A new study says that more than 1 in 10 of the 17 million cancer survivors in the United States will die from cardiovascular disease (CVD).
More people than ever have survived cancer in the United States. That’s the good news. But the bad news for the 17 million survivors—two-thirds of whom have lived 5 years more—is that more than 1 in 10 will die from cardiovascular disease (CVD), according to a new study published in the European Heart Journal.1
The study, led by researchers at Penn State Cancer Institute, uses the Surveillance, Epidemiology and End Results (SEER) database to examine death rates from CVD, which included heart disease, high blood pressure, stroke, blocked arteries, and damage to the aorta. Of the more than 3.2 million cancer patients studied, covering a period from 1973 to 2012, 38% died from cancer, while 11% (365,689) died from CVD. Among this group, more than three-fourths had heart disease (76%).
Data show that increasing CVD deaths among cancer survivors are a direct result of improvements in cancer care that allow people to live longer, the authors said. They found that for cancers with a 20% risk of CVD mortality or greater, the risk of death from the cancer first diagnosed was less than 30%. For cancers in this group, “patients may benefit from clinical intervention by cardiologists at the point of diagnosis,” they write.

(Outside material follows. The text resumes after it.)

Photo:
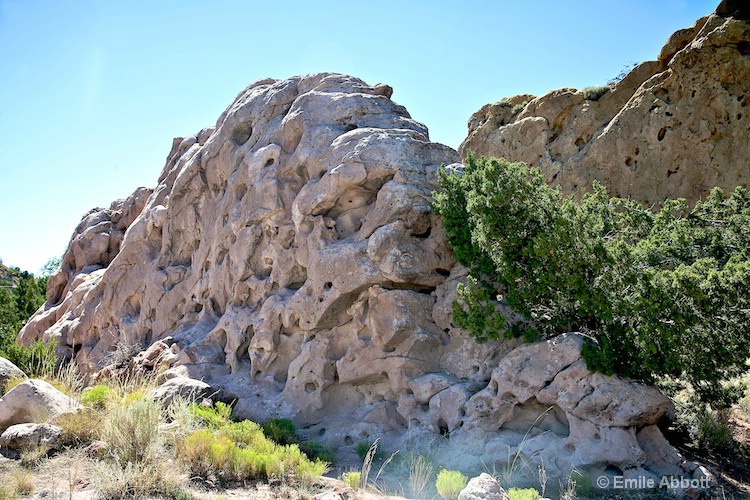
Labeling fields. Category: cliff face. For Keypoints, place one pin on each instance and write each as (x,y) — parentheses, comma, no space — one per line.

Notably, the risk of death from CVD was highest during the first year after a cancer diagnosis, and among those diagnosed with cancer before turning 35. The risk can be 2 to 6 times greater than the general population and higher in some cancers than others, with most deaths occurring among patients who had breast, prostate, or bladder cancer. The authors wrote that patients with endometrial cancer have a particularly high risk of CVD death in the first year after diagnosis, “supporting early involvement of cardiologists in such patients.”
“Cancer survivors with cancer of the breast, larynx, skin, Hodgkin lymphoma, thyroid, testis, prostate, endometrium, bladder, vulva, and penis are about as likely to die of cardiovascular diseases as they are to die of their initial cancer,” lead author Kathleen Sturgeon, PhD, MTR, of Penn State Cancer Institute, said in a statement. While the risk is greatest the first year after diagnosis, it remains higher than the general population as patients are followed, in this case 10 years or more.
“Increasing awareness of this risk may spur cancer survivors to implement healthy lifestyle behaviors that not only decrease their risk of cardiovascular disease, but also the risk of cancer recurrence,” she said.
The results are not a complete surprise, as “cardio-oncology” clinics and symposia have become more common over the past decade to address the needs of survivors who now live with the long-term effects of the treatments that saved their live. For example, while trastuzumab represented a significant advance over anthracyclines both in treatment of HER2-receptor positive breast cancer and in reducing toxicity, there remain a small share patients who are at risk of heart failure after taking the monoclonal antibody.
The number of US cancer survivors is expected to reach 22 million by 2030, due to an aging population and ever-improving therapies; thus, there is an acute need to address how cancer treatment affects the heart, writes Joerg Herrmann, MD, of the Department of Cardiovascular Disease at Mayo Clinic, in an accompanying editorial.
Hermann noted that the early peak of CVD is followed by a “chronic phase,” in which risk remains elevated but is not increasing. “However, eventually it seems to increase again. This could be due to late toxicities, or accelerated or natural progression of pre-existing disease,” he wrote.
The longer a patient lives after surviving cancer, “the higher the chances that not malignancies but other entities, especially CVD, will terminate life expectance,” Herrmann wrote.
Senior author Nicholas Zaorsky, MD, said one reason why cancer patients face a high risk of CVD mortality in the first year of diagnosis is that their arrival in the health system reveals many other issues, including lung dysfunction, existing heart disease, and kidney failure.
Cardio-oncology could make a difference, Herrmann said, and this field should be pursued in light of the increasing survival rates due to the arrival of checkpoint inhibitors. The study authors wrote that their findings call for more work to identify the optimal approach for collaboration between oncologists and cardiologists, as well as primary care physicians who may see the first signs of trouble during cancer survivorship. The American College of Cardiology (ACC) dedicated a half-day symposium on the topic at its Scientific Sessions in 2015, and the topic continues to gain attention at the annual meeting.